KISV
- Bakersfield, California; United States;
- Broadcast area: Bakersfield metropolitan area
- Frequency: 94.1 MHz (HD Radio)
- Branding: Hot 94.1

Programming
- Format: Rhythmic contemporary
- Subchannels: HD2: "101.1 The Bounce" (Classic hip hop)

Ownership
- Owner: American General Media
- Sister stations: KEBT, KERN, KGEO, KGFM, KKXX-FM

History
- First air date: 1948
- Former call signs: KERN-FM (1948–1970); KLYD-FM (1970-1982); KQXR (1982-1989); KERN-FM (1989-1997);
- Call sign meaning: "Kiss of the Valley" (Original moniker was "KISS 94.1" until 2002, when it lost the rights to use the "KISS" name in a court case)

Technical information
- Licensing authority: FCC
- Facility ID: 18060
- Class: B
- ERP: 4,500 watts
- HAAT: 406 meters (1,332 ft)
- Transmitter coordinates: 35°26′16.8″N 118°44′25.3″W﻿ / ﻿35.438000°N 118.740361°W
- Translator: HD2: 101.1 K266CG (Bakersfield)

Links
- Public license information: Public file; LMS;
- Webcast: Listen live HD2: Listen live
- Website: www.hot941.com HD2: www.bouncebako.com

= KISV =

KISV (94.1 FM, "Hot 94.1") is a commercial radio station in Bakersfield, California. It airs a rhythmic contemporary radio format, and is owned by American General Media. Its studios are in the Easton Business Complex in southwest Bakersfield.
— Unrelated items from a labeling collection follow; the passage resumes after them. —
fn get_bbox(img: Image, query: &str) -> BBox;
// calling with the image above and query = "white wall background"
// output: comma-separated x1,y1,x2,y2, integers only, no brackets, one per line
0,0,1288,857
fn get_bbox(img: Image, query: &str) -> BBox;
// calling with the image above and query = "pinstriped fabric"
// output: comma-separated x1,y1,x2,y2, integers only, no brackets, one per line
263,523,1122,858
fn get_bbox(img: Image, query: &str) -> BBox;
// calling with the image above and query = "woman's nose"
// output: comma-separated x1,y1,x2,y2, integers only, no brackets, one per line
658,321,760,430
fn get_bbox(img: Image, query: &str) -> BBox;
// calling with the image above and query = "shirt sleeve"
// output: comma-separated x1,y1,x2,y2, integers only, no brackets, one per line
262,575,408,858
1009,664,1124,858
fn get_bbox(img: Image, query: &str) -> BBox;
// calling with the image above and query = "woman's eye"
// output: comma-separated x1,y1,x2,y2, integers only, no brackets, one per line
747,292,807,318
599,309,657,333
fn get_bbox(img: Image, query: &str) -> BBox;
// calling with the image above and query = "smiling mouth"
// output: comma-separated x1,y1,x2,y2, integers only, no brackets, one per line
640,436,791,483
KISV is a Class B FM station, with an effective radiated power (ERP) of 4,500 watts. Its transmitter is off Breckenridge Road, east of the city.

==History==
===KERN-FM===
The station signed on the air in 1948. Its call sign was KERN-FM, the sister station to KERN 1410 AM (now KERI). KERN-AM-FM were CBS Radio network affiliates and were owned by the McClatchy Company, which published several California newspapers and owned other radio stations. In September 1962, McClatchy sold KERN-AM-FM to Radio, KERN Inc, owned by Roger H. Stoner, for $145,000.

The station was known in the 1980s as KQXR or Q94 FM. At that time it had a Top 40 format that leaned towards adult contemporary. After rhythmic KKXX 105.3FM beat it in the ratings, KQXR changed direction.
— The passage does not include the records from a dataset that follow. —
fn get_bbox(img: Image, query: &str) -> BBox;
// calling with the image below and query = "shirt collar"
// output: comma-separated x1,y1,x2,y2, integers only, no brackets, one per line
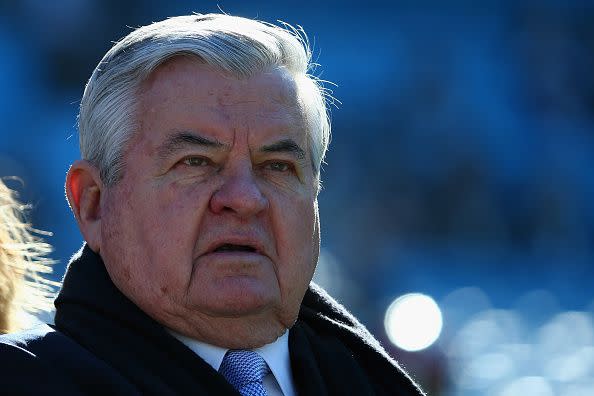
168,329,294,396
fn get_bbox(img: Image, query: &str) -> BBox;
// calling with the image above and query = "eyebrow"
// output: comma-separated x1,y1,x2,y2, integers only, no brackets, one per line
259,139,305,160
157,131,225,158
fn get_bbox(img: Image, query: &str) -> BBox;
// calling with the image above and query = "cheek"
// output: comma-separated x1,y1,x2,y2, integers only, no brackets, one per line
275,198,319,299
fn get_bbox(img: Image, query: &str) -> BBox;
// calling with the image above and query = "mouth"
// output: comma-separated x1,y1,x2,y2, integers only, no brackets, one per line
212,243,258,253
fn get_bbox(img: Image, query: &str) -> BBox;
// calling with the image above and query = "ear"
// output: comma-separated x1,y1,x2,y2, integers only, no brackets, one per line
66,160,103,253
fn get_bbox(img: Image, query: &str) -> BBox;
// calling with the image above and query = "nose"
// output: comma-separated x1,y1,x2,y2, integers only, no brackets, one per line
210,167,269,219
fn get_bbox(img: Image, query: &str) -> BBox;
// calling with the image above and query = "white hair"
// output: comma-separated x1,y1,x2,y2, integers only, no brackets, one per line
78,14,331,185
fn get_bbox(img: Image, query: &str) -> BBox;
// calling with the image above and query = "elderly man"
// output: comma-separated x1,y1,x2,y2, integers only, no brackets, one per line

In 1989, the call letters returned to KERN-FM and it aired an oldies format as "94 Oldies." For the next eight years, the station played hits from the years 1955-1974. It featured nationally syndicated shows such as Cruisin' America with Cousin Brucie and Dick Clark's Rock, Roll & Remember. The oldies format performed fairly well in the Arbitron ratings, and in 1997, management decided on a younger format.

===Rhythmic Contemporary KISV===
The station was relaunched with a rhythmic contemporary format in 1997. It switched its call sign to KISV, representing the word "Kiss" and adding a V for "Valley," as in Central Valley, California, where Bakersfield is located. The station's slogan became "The All New KISS 94.1, The Rhythm Of The Valley."
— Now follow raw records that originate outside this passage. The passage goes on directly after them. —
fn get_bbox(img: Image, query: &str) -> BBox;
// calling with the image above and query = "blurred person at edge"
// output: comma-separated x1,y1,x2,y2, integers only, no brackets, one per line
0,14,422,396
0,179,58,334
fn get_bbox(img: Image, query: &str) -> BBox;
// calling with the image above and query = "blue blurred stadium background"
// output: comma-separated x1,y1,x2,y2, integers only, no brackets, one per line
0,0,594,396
In 2001, Clear Channel Communications (today's iHeartMedia) acquired KKXX, and the company sent a "cease and desist" order to KISV. Clear Channel demanded KISV stop using the trademarked "KISS" moniker because the company wanted that slogan for KKXX. During the court proceedings, KISV 94.1 dropped "Kiss" from its name in compliance. Its moniker changed to simply "94.1" for the duration of the fight against Clear Channel.

A federal judge agreed and in February 2002 Clear Channel won the case, and KISV was forced to change its moniker. Shortly thereafter, KISV held a contest to let the listeners decide what the new name of the station would be. The result of this contest was the station's new listener-chosen moniker: "HOT 94.1."

==Programming==
Weekdays on KISV begin with Romeo on mornings. His show features Hollywood Trash. Program director J. Reed is on middays. His show features the 12 O' Clock Movie Match. In afternoon drive time, Randy is heard. His show features the 5 O'Clock Traffic Jam with D.J. Wreck in the Mix. Bootleg Kev in heard evenings, with show producer Nico Blitz.